Coronavirus Impacts – Victoria, Auto Trader and Bowling Alleys

Stock market investors are clearly becoming nervous again following a rise in Covid-19 infections in the UKA – particularly in the Southern and Western states. This has affected the US stock markets and, as usual, it has affected UK markets in sympathy.

There were two announcements this morning that were interesting as regards the impact of the virus epidemic and the resulting “lockdown” of the population. Home working has become more normal or people have been “furloughed” or permanently laid off.

Victoria (VCP), a manufacturer of floor coverings, had to close their factories but they have all now reopened. Their customers are mostly retailers and many of them had to close but are now reopening or already have done. The company says group revenues for the last three weeks are now at 85% of pre-Covid-19 budgets.

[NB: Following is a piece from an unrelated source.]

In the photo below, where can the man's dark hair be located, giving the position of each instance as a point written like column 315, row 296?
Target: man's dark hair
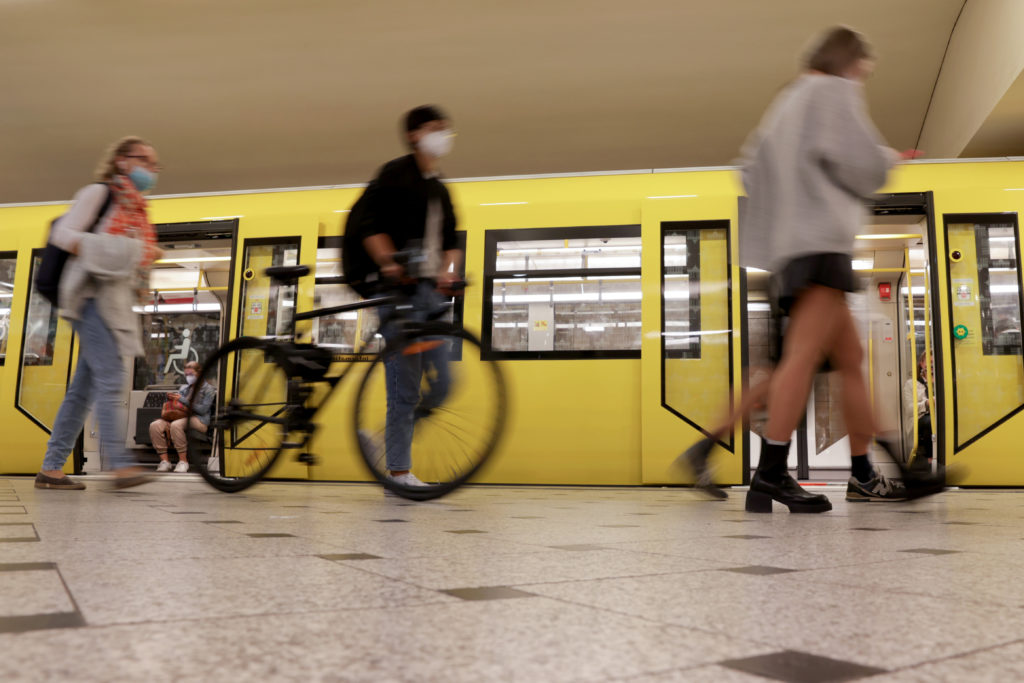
column 837, row 50
column 421, row 115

Interestingly they say this in today’s trading update: “It is important to remember that 93% of Victoria’s revenues are derived from consumers redecorating their homes, not construction or commercial projects, and consumer demand for home decorating products appears to be strong across the world. This is not altogether surprising, given the extended period consumers have spent in their home over the last four months, which is likely to have encouraged the impulse to redecorate”. Clearly it’s time to do some DIY jobs.

Auto Trader Group (AUTO) announced their final results for the year ending March 2020, which contained an update on current trading. They provide a web portal for car dealers, who all had to close. Auto Trader provided free advertising in April and May plus a 25% discount in June. As a result they lost money in those months. The company has also chopped the dividend, cancelled further share buy-banks, did an equity placing and used the Government’s Job Retention Scheme. A vigorous response in essence, rather like that of property portal Rightmove.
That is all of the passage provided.